When market selloffs hit, it’s usually the smaller, less liquid stocks that get hurt the most.
But last month, when the stock market suffered its first 10% correction in years, the opposite happened. Large-cap companies actually fell more than their small-cap counterparts, bucking conventional wisdom.
And if they didn’t already have enough going for them, small-caps proceeded to beat their larger peers on the way back up. Now, the group’s double dip of resilience and good fortune has it poised to shatter records.
So how did small-caps find themselves in this situation? Bank of America Merrill Lynch equity strategist Dan Suzuki has identified three main drivers.
First, he notes that the relative illiquidity seen in small-caps actually benefited them during the early-February market meltdown, which was worsened by forced selling in volatility products. Since small-caps are more thinly traded, they weren’t as vulnerable to sharp, sudden price movements.
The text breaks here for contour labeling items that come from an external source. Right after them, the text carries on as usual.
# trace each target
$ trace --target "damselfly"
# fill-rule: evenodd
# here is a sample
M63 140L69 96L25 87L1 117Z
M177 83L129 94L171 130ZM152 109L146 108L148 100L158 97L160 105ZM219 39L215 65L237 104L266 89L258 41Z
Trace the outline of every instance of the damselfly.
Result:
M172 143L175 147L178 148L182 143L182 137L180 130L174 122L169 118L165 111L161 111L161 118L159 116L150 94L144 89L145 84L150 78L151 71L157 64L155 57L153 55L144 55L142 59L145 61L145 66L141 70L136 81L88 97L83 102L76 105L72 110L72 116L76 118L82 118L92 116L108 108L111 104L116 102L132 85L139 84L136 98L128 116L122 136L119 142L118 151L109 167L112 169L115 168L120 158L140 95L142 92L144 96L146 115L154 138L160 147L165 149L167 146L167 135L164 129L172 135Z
Second, Suzuki highlights tax reform as having an outsized positive impact on small-caps. He says the group, on average, paid higher taxes before the cuts, and will therefore see a bigger profitability boost.
Third, he argues the escalating prospect of a global trade war will favor more domestically focused companies, such as small-caps. It’s a dynamic that’s already played out since President Donald Trump first announced tariffs on steel and aluminum, with small-caps outperforming broader indexes.
Beyond those three factors and looking forward, Suzuki says small-caps are more appealing on a valuation basis. He bases this on how much small-cap prices have contracted since November, noting that both mid- and large-cap indexes have seen more moderate pullbacks, making them expensive by comparison.
Don’t believe Suzuki? Well, he has company on Wall Street, with Goldman Sachs also espousing the positive characteristics of small-caps. In the weeks following February’s 10% correction, Goldman highlighted small-caps as one of the two best stock market bets, on an investment factor basis.
“We maintain our tactically bullish stance on small-caps over large-caps given the accelerating economic and corporate profit outlook,” Suzuki wrote in a client note. “The near-term risks appear firmly to the upside.”